Marc Márquez (Repsol Honda)

The cliché is that it’s his to lose, which like most clichés has some merit. Márquez may be the fastest rider on possibly one of the fastest bikes, but he’s got to stay healthy over 19 races. His greatest talent is for riding beyond the limit and finding his way around problems, which makes him the ideal rider for these times, when winning is all about adapting to constantly changing situations.

Andrea Dovizioso (Ducati)

Dovizioso is a thinking rider, which is one reason why he’s such a force in an era when the calm, thoughtful approach is the right approach. He works to fix problems in a logical, intelligent manner, even when he’s got Márquez breathing down his neck. His Motegi and Red Bull Ring defeats of Márquez were the highlights of 2017. He should mount another strong title challenge.

Maverick Viñales (Movistar Yamaha)

Last year Viñales went from preseason hero to championship zero. That fall from grace was part tyres, part bike, part Viñales. When things went awry, he couldn’t handle it. The M1 needs to be better, but also Viñales needs to look at Márquez and Dovizioso, to learn how to problem solve under pressure and to make the best of a bike that’s not quite right. No doubt, he has the speed.

Dani Pedrosa (Repsol Honda)

Last year Pedrosa was as fast as anyone when the tyres worked for him and off the pace when they didn’t. We all know why: he measures 5’3” and weighs 51kg, so tyre temperature can be a serious problem. Despite this, only one man scored more 2017 podiums than Pedrosa: team-mate Márquez. If the tyres and weather go his way, he can challenge for the title.

Valentino Rossi (Movistar Yamaha)

Yamaha and Rossi have dug themselves into a hole, which they’ve been digging since the change of regulations. They’ve worked hard to get out, but as is often the case, they’ve dug themselves deeper. If Yamaha can fix the M1, Rossi will be in the mix because he still has the guile, the hunger, the determination and enough speed, despite this being his 40th summer.

Johann Zarco (Monster Yamaha)

Can Zarco be MotoGP’s first privateer champ? Possibly, because he’s got the talent and because today’s ‘privateer’ bikes are closer to the factory bikes than they’ve ever been. Zarco is another calm, thoughtful rider, like Dovizioso. He has intelligence, aggression and a silk-smooth riding style that looks after the tyres, an important advantage when tyre-management is vital.

Jorge Lorenzo (Ducati)

Lorenzo’s stunning lap during the Sepang tests got us all excited, then he slumped to 16th at Chang. Perhaps his second year with Ducati will be another of ups and downs, because the Desmosedici still has good tracks and bad tracks and because his technique requires a perfect front tyre, which isn’t a given over 19 rounds. When Lorenzo gets what he needs he will win races.

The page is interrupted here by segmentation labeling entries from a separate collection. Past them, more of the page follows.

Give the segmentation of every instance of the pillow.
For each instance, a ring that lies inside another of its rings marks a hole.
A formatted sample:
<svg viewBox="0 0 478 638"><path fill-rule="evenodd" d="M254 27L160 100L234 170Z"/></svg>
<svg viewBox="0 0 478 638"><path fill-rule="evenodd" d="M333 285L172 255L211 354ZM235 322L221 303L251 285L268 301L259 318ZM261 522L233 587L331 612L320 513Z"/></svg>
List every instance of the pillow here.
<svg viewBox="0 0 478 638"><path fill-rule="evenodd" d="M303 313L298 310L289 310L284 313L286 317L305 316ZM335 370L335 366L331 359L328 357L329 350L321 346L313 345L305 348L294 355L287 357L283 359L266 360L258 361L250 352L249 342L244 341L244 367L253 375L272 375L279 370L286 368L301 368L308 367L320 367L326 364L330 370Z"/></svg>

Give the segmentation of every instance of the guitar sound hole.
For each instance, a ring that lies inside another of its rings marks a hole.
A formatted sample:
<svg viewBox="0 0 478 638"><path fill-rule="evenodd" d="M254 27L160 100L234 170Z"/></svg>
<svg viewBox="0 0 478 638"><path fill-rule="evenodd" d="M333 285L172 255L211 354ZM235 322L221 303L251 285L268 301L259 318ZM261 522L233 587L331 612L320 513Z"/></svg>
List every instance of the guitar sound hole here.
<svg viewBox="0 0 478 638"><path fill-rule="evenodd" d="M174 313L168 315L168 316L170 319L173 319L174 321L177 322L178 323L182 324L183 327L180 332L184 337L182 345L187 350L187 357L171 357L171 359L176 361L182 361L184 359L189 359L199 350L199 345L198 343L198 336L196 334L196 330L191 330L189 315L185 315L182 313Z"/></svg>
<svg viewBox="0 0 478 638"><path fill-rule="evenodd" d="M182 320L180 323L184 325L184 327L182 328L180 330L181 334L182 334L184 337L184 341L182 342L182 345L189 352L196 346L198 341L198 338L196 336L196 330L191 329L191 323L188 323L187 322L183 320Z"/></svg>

Danilo Petrucci (Pramac Ducati)

Petrucci already knows he is racing for a 2019 ride – a situation that gives most riders a bit of a boost. The former Superstock rider gets better every year and his pace during the recent Losail tests was stunning. But he has the opposite problem to Pedrosa in the search for that last hundredth: he is the biggest, heaviest rider in MotoGP, despite undergoing an offseason starvation diet.

Cal Crutchlow (LCR Honda)

The Briton had a most miserable 2017 after a sometimes supersonic 2016. Crutchlow is a worker and a fighter, whose preseason pace suggests he is still improving as a rider. This year he’s also got better backing than he’s ever had, with full HRC status, which will give have more Japanese engineers working at his side. If he can finish more races, he should have his best season yet.

Jack Miller (Pramac Ducati)

Miller was signed by HRC when he was still in Moto3. He jumped from the smallest class to the biggest class and it didn’t go well. Back then the Aussie was a bit loose in his lifestyle. Perhaps that didn’t help, or perhaps it was the ultra-demanding screamer RC213V. Last year his results improved as the RC213V became friendlier; maybe the Ducati will help him take the next step.